Dr. Edna tells Betty that Sally has made excellent progress and should now see her only once a week. This dismays Betty, who has been unconsciously using Dr. Edna as her own psychiatrist. Later, Betty is angered to learn that Sally and Glen have been talking in private. At the dinner table, Betty suggests to Henry that they move to another town, and Henry agrees. Sally runs up to her room, heartbroken.

==Cultural references==
- The title refers, at once, three concepts:
  - The act of smoking, which corresponds to the firm's chasing tobacco clients as well as the numerous characters' continuing to light up
  - The haze of romance through which the episode viewed the agency's work situation
  - Saying things that are untrue in order to make oneself or something one's involved in seem better than it is. Time magazine's TV critic, James Poniewozik, devoted his review to the many examples of this behavior throughout the episode.
- Sally Draper describes to Glen Bishop the infinite-loop motif, or Droste effect, on the Land O'Lakes butter packaging, which features an Indigenous woman holding the butter box.
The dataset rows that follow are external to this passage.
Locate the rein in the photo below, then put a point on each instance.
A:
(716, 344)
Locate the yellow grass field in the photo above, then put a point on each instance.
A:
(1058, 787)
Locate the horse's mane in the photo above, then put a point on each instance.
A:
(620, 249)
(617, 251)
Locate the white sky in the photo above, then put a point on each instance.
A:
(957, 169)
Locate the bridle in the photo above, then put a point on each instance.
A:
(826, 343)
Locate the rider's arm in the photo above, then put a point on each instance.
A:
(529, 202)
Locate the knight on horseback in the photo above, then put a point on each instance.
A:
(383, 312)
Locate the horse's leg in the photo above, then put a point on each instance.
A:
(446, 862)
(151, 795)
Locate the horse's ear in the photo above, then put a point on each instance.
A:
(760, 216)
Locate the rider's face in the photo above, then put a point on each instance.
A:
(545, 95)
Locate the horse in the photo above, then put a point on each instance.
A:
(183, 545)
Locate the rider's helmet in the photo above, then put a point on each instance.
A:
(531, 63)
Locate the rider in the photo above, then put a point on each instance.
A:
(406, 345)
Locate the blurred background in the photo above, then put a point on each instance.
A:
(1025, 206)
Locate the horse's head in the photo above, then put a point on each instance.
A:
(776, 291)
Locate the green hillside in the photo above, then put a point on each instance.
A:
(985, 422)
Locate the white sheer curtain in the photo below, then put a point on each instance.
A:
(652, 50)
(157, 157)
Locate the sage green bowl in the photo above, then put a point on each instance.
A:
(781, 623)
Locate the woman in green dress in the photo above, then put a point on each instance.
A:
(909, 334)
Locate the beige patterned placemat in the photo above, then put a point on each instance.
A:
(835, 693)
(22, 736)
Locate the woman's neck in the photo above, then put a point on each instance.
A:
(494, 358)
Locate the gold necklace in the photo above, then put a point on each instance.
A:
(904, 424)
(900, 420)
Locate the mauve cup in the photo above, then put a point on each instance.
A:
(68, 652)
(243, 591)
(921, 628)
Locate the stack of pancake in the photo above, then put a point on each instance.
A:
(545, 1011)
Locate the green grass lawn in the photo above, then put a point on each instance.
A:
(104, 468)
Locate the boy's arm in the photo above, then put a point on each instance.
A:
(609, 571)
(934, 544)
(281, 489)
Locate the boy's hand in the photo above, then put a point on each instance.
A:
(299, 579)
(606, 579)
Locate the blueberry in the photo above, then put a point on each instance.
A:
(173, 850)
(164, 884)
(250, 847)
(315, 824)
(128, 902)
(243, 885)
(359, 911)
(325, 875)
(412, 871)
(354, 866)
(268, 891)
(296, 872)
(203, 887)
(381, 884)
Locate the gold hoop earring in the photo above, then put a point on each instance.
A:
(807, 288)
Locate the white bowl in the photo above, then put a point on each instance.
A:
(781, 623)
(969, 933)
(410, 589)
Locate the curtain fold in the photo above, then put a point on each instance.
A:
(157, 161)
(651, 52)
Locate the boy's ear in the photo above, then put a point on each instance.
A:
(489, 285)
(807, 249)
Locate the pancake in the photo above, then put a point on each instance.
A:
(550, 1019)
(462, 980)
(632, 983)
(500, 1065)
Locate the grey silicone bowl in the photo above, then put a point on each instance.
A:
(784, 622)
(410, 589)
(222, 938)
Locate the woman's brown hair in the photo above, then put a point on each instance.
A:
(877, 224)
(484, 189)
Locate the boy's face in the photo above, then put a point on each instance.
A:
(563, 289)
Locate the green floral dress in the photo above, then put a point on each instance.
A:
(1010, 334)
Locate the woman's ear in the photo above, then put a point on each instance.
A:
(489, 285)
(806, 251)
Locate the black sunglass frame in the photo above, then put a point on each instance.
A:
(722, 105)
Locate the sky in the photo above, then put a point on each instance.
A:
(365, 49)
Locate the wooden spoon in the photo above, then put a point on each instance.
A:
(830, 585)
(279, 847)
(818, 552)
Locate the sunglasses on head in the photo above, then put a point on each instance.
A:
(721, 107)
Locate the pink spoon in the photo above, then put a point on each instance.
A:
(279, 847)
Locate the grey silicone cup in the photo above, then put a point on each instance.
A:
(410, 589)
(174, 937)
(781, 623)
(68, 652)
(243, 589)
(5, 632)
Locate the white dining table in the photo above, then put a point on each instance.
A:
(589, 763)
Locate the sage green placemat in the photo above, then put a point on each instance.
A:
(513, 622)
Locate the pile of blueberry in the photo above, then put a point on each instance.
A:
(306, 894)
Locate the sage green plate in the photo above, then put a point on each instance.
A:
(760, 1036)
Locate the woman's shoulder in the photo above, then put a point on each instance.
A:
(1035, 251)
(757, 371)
- The morning Don's anti-tobacco letter appears in The New York Times, Megan Calvet informs him he has received a phone call from Emerson Foote. Alan Sepinwall observes: "One of Don's other phone messages was from Emerson Foote, an advertising giant who in 1965 quit his job as chairman of McCann-Erickson because he didn't want to represent tobacco anymore", and who, as Keith Phipps observes: "devoted himself to anti-smoking advocacy. (He later came back.) Foote was of the generation before Don's and, unlike Don, he hated the cigarette industry in earnest."
- Don invites Faye to dinner at La Caravelle, an "august" French restaurant that - along with Le Pavillon, and La Côte Basque, was an offshoot "of the seminal restaurant in the French pavilion of the 1939 New York World's Fair, where [Charles] Masson père began as a waiter under the eye of the legendary Henri Soulé".

==Reception==
Viewership for "Blowing Smoke" rose from the previous episode as 2.23 million viewers tuned in on the night of the original airing, while 0.7 million viewers in the adults 18-49 age demographic watched the episode.